Optical fiber has much more bandwidth to offer. Optical carrier 3 (OC3) is an interbuilding connection over optical cable at 155mbps. A major campus link or a link to a service provider might have OC12 with a data rate of 622mbps. Copper limitation is DS-3 with 45mbps.

Optical fiber, however, needs transmitters at the origin of the fiber and a receiver at the destination. The cost of transceivers is high and may be more than the cost of the audio mixer at the origin. Fiber is an end-to-end connection and does not go as many places as UTP networking.

Comparatively, the fiber network may not be connected to the desktop because of the cost of the encoders and decoders. Fiber may be the best connection for the bandwidth requirements of an auditorium display, but this is not the everyday computational load. Without fiber, the desktop environment may well depend upon CAT cable. The answer may be at least two networks.

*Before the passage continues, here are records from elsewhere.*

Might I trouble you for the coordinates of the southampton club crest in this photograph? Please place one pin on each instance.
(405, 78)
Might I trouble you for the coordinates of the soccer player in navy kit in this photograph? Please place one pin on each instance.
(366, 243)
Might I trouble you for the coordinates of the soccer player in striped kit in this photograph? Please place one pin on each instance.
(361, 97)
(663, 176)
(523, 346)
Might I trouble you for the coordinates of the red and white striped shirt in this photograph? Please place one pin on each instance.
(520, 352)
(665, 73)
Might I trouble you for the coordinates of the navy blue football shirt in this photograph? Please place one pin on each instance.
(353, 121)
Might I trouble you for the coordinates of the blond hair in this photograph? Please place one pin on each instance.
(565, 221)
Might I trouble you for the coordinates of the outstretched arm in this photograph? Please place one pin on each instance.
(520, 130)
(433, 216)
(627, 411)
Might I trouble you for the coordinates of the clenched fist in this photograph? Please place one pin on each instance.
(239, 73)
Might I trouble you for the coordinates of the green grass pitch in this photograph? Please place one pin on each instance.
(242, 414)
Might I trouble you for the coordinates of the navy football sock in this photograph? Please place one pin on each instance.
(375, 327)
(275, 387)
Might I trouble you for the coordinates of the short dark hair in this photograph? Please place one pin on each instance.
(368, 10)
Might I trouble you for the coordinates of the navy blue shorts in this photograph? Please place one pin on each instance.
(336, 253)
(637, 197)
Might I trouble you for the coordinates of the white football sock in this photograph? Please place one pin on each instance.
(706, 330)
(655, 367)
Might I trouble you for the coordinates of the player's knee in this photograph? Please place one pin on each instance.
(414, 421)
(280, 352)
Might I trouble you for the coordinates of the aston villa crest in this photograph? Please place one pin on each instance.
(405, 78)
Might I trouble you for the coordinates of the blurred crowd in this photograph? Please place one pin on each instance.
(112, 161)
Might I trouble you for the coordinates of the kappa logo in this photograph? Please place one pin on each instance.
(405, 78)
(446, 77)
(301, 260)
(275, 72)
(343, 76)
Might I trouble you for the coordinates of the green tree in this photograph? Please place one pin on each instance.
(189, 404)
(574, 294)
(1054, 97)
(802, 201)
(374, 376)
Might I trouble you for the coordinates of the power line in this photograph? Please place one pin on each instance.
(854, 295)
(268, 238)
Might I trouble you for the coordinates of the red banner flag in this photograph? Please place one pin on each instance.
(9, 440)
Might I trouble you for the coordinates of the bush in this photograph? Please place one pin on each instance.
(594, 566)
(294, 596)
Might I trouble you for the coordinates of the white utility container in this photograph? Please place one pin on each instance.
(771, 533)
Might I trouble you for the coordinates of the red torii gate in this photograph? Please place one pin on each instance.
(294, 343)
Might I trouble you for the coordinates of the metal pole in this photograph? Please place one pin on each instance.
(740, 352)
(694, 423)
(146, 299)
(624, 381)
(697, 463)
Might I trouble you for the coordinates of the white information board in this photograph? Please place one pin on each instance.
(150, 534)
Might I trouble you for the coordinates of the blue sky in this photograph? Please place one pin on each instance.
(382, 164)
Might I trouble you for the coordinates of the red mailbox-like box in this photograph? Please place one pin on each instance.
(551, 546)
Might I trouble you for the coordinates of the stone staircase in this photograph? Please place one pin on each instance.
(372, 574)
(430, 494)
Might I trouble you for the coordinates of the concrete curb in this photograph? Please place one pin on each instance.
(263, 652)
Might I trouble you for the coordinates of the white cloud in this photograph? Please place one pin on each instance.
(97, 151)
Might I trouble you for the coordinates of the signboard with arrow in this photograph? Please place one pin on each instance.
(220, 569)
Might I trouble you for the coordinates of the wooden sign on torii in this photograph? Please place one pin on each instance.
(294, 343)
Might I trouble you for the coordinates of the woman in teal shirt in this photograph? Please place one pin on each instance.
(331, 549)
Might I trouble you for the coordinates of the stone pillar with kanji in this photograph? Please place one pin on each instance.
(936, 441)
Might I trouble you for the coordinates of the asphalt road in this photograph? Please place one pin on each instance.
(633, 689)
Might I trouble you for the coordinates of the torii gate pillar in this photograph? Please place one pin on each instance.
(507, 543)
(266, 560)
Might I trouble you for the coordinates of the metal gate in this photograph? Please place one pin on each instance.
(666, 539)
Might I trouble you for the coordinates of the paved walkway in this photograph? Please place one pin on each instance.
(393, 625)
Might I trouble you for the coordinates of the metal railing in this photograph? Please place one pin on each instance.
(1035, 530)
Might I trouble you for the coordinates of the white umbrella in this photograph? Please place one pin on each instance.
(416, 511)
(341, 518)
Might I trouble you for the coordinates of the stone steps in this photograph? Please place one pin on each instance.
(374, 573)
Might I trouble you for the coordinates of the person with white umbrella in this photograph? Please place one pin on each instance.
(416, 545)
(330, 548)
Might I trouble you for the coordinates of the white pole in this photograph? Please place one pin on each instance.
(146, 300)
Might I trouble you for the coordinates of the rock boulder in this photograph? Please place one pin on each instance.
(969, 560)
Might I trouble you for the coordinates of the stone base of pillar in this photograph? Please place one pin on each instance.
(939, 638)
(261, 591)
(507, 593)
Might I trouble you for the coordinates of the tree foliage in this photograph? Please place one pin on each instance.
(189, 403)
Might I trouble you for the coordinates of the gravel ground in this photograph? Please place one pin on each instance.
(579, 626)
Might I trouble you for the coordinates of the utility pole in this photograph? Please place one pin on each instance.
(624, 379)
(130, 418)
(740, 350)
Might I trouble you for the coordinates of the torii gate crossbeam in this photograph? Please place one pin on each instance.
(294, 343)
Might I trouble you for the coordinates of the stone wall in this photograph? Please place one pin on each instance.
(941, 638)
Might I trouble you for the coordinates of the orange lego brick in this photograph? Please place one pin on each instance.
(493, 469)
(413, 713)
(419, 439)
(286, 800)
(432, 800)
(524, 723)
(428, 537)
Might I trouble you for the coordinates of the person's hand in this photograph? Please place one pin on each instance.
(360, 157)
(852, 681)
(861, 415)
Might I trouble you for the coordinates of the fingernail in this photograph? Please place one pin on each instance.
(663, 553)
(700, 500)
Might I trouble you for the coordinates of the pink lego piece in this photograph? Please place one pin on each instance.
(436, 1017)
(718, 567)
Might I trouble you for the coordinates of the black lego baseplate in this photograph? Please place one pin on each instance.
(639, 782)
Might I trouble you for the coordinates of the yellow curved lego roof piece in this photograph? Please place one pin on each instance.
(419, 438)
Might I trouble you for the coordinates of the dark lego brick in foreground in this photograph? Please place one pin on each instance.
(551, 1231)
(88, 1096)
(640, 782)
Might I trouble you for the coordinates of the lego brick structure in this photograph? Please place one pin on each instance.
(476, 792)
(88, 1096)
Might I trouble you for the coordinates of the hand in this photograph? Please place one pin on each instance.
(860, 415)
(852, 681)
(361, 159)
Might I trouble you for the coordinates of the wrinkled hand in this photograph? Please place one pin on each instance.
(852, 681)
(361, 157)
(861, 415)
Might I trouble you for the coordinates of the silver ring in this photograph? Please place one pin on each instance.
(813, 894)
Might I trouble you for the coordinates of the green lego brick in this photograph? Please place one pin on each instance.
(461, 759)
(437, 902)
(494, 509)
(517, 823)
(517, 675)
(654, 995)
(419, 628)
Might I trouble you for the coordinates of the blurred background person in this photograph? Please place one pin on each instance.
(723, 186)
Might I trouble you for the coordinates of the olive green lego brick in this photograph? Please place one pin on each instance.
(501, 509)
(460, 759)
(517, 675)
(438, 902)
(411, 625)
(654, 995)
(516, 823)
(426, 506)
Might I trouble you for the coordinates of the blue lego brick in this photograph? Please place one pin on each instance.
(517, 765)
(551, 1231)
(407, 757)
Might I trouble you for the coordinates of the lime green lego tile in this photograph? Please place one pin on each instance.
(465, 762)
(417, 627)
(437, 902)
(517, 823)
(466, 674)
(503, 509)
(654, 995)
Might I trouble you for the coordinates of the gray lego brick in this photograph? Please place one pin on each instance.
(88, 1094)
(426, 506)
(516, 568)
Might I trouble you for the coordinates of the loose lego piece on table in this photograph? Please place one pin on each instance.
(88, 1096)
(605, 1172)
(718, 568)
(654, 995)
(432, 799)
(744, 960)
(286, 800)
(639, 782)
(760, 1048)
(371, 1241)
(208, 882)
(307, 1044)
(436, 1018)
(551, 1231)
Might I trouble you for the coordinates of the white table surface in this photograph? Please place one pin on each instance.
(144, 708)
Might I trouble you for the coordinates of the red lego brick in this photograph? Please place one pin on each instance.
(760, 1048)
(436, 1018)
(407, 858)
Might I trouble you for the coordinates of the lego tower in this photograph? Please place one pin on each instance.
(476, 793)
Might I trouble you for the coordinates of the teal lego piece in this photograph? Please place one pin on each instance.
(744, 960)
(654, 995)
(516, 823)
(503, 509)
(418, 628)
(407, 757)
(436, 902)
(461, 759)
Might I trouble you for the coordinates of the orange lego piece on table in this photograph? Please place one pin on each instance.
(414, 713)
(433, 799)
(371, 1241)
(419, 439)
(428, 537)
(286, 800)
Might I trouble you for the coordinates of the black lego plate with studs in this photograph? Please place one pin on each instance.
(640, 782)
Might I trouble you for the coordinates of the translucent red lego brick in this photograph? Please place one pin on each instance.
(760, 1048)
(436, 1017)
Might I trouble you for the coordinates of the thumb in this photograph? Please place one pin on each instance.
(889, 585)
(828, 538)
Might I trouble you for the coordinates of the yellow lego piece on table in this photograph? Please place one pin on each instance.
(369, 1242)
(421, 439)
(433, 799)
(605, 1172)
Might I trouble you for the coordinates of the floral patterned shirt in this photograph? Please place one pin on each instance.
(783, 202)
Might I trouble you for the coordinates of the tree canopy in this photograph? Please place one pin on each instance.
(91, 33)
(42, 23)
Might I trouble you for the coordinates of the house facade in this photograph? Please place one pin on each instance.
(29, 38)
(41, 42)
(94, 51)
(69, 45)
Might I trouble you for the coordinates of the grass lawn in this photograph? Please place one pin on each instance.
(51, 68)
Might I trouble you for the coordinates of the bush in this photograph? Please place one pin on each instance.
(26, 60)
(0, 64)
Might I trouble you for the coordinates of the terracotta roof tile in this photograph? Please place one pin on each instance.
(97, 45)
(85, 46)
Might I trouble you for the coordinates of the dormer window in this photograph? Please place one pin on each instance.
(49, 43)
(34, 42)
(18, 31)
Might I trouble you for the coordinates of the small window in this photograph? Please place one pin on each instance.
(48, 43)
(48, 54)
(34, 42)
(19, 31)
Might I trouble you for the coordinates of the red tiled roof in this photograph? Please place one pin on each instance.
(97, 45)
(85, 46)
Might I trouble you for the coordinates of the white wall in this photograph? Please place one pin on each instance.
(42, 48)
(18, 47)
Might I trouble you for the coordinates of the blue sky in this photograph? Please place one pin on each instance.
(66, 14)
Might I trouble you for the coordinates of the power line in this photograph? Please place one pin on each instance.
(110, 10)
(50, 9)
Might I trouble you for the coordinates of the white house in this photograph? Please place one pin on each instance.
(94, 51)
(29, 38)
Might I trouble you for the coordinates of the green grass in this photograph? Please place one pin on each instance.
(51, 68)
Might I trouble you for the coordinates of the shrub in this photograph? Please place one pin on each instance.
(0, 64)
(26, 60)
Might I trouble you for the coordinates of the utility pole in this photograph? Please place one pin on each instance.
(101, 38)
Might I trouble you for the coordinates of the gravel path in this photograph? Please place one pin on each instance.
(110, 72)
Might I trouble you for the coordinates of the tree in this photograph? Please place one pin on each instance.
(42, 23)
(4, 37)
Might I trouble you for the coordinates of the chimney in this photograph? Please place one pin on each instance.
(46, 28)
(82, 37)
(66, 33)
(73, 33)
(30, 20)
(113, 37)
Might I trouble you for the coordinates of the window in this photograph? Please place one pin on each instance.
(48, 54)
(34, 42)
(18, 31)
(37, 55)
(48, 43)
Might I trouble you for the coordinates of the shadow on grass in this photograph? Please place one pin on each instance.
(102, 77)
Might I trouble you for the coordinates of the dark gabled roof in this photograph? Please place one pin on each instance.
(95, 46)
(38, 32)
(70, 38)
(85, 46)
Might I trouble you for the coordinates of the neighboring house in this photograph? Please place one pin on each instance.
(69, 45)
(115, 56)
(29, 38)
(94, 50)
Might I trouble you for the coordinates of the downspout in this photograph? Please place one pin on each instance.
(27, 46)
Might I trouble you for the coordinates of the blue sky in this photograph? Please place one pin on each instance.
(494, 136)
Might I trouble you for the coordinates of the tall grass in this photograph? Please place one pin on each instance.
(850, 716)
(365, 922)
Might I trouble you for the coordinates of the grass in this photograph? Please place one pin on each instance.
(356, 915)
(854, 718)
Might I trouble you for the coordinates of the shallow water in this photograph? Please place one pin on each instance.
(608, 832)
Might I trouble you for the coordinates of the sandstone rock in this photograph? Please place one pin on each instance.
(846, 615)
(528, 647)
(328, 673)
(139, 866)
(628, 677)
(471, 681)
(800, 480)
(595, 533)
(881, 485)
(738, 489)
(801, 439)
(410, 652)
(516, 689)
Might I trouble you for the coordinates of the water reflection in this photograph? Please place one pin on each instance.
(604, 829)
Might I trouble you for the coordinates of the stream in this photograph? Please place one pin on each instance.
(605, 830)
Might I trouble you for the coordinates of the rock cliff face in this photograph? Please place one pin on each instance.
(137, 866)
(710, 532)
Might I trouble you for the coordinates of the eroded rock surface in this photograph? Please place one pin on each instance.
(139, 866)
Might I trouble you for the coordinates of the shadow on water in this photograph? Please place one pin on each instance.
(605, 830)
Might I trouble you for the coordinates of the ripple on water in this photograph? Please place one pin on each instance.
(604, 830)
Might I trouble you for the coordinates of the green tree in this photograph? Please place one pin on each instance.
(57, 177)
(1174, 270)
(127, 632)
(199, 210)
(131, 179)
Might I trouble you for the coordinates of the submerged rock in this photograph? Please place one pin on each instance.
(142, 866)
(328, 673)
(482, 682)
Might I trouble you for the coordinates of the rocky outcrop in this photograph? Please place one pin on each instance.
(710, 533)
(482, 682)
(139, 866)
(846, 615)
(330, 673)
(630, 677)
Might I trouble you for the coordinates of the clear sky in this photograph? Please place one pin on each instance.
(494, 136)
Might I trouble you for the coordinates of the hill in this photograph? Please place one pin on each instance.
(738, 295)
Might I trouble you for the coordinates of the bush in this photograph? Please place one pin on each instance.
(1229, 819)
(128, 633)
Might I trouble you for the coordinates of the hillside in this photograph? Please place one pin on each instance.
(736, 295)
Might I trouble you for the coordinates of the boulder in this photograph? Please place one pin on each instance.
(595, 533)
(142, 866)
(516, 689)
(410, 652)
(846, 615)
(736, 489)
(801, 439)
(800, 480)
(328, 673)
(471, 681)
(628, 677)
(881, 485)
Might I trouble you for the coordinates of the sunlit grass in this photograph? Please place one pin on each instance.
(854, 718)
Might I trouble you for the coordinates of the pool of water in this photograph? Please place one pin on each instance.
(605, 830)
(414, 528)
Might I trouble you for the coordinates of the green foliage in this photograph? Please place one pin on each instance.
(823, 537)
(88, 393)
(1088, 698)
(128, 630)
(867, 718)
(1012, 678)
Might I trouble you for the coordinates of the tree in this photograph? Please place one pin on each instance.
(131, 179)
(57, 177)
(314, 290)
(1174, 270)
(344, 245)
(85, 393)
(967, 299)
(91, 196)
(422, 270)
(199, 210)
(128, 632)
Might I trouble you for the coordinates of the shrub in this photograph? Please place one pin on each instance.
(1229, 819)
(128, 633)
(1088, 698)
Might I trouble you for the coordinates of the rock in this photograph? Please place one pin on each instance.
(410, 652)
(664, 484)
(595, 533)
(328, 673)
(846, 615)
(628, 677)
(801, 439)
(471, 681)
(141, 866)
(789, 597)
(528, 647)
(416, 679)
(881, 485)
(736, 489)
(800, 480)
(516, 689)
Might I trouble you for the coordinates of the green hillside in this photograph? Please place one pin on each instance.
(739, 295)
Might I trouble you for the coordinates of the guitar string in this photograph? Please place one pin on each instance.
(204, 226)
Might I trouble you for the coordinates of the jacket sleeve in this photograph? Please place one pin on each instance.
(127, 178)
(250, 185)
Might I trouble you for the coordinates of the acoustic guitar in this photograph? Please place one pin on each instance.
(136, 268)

Any new facility should consider a dedicated network for audio, video, and associated control. Although control represents a very small network activity, it is generally linked to the video or audio signal and would need the same connectivity.

Other Questions to Consider

Don't forget these details in your planning:
- Who maintains the AV switches as opposed to the data switches and hubs?
- Who sets the color standard for all the CAT wire and RJ 45 receptacles?
- Who gets what locations in the MDF and IDF rooms?
- Can the systems cross patch?
- Will the two (or more) networks racks stand next each other in the MDF or IDF room?
- Can users cross-connect receptacle functions?
- Who will control the tel/data room so that it doesn’t become an uncontrolled hangout?

When designing a network, the ongoing construction meetings often bypass the larger issues while a general contractor stands waiting for an answer to the request for information. The issues discussed in this article are for early programming discussions while the new building is being designed and the occupants are looking for solutions to their individual and group needs. Address these needs. Don’t build a monument to unfulfilled desires and frustrated dreams.